No ano de 2015, Maria foi homenageada na República Consulado. Mostra com orgulho e carinho o quadrinho que possui na parede ao lado dos outros ex-alunos. Teve sua importância eternizada na história da república.

O recado final é bem parecido com o de Dalvinha: Maria ama a Consulado e é grata pela amizade que construiu ao longo dos 20 anos com todos que passaram por ali.

AS COMADRES E A LEI

Francine Maira de Oliveira, 28, advogada e especializada em leis trabalhistas, esclarece como funciona a lei que diferencia o trabalho de doméstica mensalista e o de diarista. Após a Lei Complementar 150/2015 da Regulamentação da PEC das Domésticas, ficou decidido que o trabalho doméstico é quando se presta serviço mais de dois dias durante a semana. Já o trabalho de diarista se caracteriza como aquele em que se presta serviço de um a dois dias para o mesmo contratante. A diarista, ao contrário da doméstica, não possui o direito à assinatura na Carteira de Trabalho, pois se entende que não existe o vínculo empregatício. Elas recebem apenas por dia trabalhado o valor combinado previamente com o contratante.
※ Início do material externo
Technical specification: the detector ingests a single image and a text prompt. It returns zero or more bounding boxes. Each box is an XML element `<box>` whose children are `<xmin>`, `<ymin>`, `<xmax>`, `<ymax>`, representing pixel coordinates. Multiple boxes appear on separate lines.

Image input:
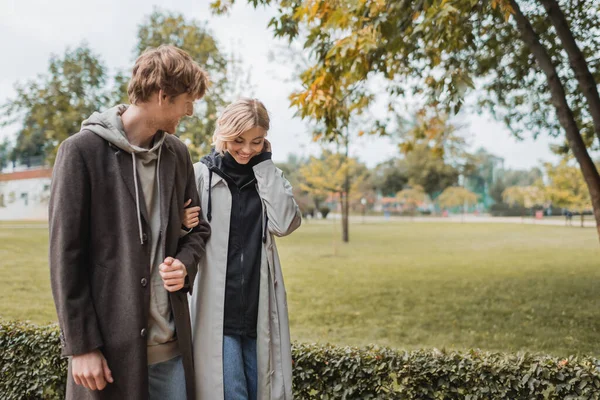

Em Ouro Preto, a maioria das comadres são contratadas como diaristas e trabalham de um a dois dias na semana. A maioria delas trabalha em mais de uma república durante a semana e, ocasionalmente, no fim de semana, quando limpam festas.

A carteira assinada no ambiente republicano se torna inviável devido ao alto custo com o aluguel que as repúblicas possuem. Quando possuem carteira assinada, as comadres geralmente trabalham em repúblicas federais, onde os estudantes não pagam aluguel.

Essa é a realidade de duas das muitas mulheres que trabalham como comadres dentro das repúblicas estudantis de Ouro Preto e Mariana. Constroem uma relação singular com esses estudantes. A maioria diz preferir trabalhar nas república por conta dessa relação, do cuidado de um com o outro e do respeito de quem as considera como mãe.